Die neue Priorität heißt Versorgungssicherheit – doch sie ist teuer erkauft. Laut Umfragen haben bereits 41 Prozent der deutschen Industrieunternehmen ihre Preise erhöht, um die Zusatzkosten von Lagerung, Logistik und Beschaffung zu decken. Ein weiteres Fünftel plant Nachjustierungen. Resilienz kostet – aber Nichtstun kostet oft mehr. Denn Produktionsstillstände schlagen direkt auf den Umsatz durch. „Wenn ich einen Euro im Einkauf an der falschen Stelle spare, kann mich das 100 Euro kosten, wenn die Maschine beim Kunden in Brasilien stillsteht“, sagt Alexander Hinterkopf. Die Erfahrung der letzten Jahre zeigt: Ein einziger Lieferausfall kann eine ganze Fertigungslinie lahmlegen. Hinzu kommt: Die politischen und regulatorischen Anforderungen steigen. Das Lieferkettengesetz, auch wenn es mittlerweile wieder entschärft wurde, zwingt Unternehmen, ihre globalen Strukturen zu dokumentieren, ökologische und soziale Standards zu prüfen. Für viele ist das eine Zusatzbelastung – für manche aber auch der Anlass, sich erstmals systematisch mit ihrer Lieferkette auseinanderzusetzen.

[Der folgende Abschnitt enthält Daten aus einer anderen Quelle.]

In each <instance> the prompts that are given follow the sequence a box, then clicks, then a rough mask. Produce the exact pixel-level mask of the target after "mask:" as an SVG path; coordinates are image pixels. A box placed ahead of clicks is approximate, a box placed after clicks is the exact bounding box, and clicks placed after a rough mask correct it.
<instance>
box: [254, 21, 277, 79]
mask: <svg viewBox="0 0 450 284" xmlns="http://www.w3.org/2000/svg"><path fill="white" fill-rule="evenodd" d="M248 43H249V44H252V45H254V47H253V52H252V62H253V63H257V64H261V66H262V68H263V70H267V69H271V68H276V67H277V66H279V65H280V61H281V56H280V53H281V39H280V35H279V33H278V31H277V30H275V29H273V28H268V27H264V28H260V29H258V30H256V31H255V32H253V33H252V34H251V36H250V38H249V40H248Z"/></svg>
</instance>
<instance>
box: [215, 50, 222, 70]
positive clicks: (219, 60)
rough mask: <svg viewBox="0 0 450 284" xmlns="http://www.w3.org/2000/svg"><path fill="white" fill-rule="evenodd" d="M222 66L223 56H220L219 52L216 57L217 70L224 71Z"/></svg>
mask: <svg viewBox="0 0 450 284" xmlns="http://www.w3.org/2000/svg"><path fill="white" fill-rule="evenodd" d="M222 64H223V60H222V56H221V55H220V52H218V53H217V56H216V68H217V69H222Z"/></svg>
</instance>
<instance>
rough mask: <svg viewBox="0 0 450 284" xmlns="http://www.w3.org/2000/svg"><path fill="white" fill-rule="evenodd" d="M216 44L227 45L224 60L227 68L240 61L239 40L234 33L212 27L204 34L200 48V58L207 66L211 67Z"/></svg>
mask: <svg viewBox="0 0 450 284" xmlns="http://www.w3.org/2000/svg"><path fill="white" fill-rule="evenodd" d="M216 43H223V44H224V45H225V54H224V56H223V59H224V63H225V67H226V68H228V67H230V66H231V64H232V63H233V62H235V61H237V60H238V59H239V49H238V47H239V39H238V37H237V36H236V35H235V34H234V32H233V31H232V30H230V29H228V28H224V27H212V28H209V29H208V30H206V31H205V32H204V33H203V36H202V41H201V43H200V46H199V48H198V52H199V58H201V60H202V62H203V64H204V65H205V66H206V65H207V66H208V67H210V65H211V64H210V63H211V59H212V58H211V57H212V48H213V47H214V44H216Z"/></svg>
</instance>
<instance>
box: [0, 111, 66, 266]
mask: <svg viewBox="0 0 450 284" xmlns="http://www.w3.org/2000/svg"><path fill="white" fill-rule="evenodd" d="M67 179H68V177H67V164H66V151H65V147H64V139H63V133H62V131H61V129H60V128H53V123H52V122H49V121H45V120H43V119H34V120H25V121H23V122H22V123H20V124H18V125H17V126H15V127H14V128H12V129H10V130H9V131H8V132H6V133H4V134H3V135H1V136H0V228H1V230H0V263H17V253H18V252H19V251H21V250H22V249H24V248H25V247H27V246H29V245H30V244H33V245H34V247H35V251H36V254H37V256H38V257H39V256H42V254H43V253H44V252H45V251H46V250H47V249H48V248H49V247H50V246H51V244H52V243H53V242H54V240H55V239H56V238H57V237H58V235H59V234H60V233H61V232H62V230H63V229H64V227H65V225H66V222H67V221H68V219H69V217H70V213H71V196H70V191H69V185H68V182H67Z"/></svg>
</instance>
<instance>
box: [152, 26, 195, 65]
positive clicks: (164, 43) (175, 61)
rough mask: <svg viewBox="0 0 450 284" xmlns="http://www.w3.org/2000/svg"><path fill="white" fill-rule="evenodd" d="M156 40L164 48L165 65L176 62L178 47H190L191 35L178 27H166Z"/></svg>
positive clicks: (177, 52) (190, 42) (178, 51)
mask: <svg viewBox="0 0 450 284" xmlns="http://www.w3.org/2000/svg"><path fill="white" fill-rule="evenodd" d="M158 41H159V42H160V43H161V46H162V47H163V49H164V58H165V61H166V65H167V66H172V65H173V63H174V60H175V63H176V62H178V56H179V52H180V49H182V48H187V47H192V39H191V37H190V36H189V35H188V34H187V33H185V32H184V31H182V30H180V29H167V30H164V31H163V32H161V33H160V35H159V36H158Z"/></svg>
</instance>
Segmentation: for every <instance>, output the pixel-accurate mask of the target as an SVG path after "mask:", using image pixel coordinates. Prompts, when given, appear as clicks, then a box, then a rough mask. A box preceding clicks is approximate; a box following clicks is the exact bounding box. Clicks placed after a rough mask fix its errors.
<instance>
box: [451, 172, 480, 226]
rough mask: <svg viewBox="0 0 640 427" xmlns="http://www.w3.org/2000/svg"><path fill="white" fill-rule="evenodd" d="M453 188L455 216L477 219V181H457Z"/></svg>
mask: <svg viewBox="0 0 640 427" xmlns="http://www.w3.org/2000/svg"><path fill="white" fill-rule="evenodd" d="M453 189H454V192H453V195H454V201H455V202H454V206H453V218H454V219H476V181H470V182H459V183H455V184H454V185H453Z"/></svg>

Auch die Chinesen haben ein Interesse am Handel
Für Unternehmen wie Magna-C bleibt die Lage dennoch fragil. „Ich bin zuversichtlich, dass die Chinesen kein Interesse haben, das Spiel zu weit zu treiben“, sagt Axel Bartsch. Denn auch in China hängen ganze Städte am Magnethandel, wie Bartsch bei einem Besuch in Ningbo selbst erleben konnte. Die 20-Millionen- Metropole im Norden des Landes lebt praktisch vom Export solcher Produkte. Er weiß: Die Globalisierung lässt sich nicht einfach zurückdrehen. Aber sie lässt sich anders gestalten. „Wir müssen unsere Abhängigkeiten erkennen und begrenzen, ohne die Märkte zu verlieren.“
Diese Balance wird über die Zukunftsfähigkeit der Industrie entscheiden. Denn eines ist klar: Der nächste Schock kommt bestimmt – sei es ein politischer Konflikt, eine Naturkatastrophe oder eine Cyberattacke. Wer vorbereitet ist, übersteht ihn besser.